The Public Suffix List changes often. I have once worked with a team who built a major feature on top of PSL, but the person who built it did not at all consider how it might handle changes to it. Basically, the feature analyzed domains and uses PSL data to extract the "important part" of the domain, and then stored that in the database as part of a primary key in a table. But when the PSL changes, the database needed to be taken offline for certain tables to be completely rebuilt. And code querying the database had to be updated in lockstep with the database changes. This design made zero-downtime deployments difficult. It then took quite a while for the team to evolve the schema such that the database contents would not depend on the PSL.

This is just one cautionary tale I have personally experienced.

whalesalad 3 days ago | parent [-]

It's also full of non-icann extensions. So a naive implementation will identify "github.io" as a TLD. There are lots of nuances to working with this list. Our team has a pretty robust internal (Python) library now that we hope to open source soon.

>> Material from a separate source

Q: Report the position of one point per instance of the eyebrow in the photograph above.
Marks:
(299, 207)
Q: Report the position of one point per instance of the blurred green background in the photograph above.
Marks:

kccqzy 3 days ago | parent [-]

The whole point of PSL is to identify "github.io" as a TLD. Anyone can create a subdomain of it. Just like anyone can create a new subdomain of "com" (a real TLD).

type0 3 days ago | parent [-]

The difference is you don't register a domain under github.io, you merely loan it. Some countries, like Poland, have a bunch that are real domain suffixes

https://www.dns.pl/en/list_of_functional_domain_names

degamad 3 days ago | parent [-]

Loaning or renting (registering) amount to the same thing for the purposes of the the public suffix list: because the *public* can create entries under github.io, you cannot assume that alice.github.io and eve.github.io are controlled by the same entity, so you should not share alice.github.io's data (e.g. cookies) with eve.github.io.

whalesalad 2 days ago | parent [-]

There is no formal ICANN TLD list. The PSL is your best shot. So it is actually wrong to assume that your situation is the sole purpose.

For instance, https://data.iana.org/TLD/tlds-alpha-by-domain.txt

Where is .co.uk ? That is - for all intents and purposes - considered a TLD.

So PSL is currently doing double-duty and the distinction is very important.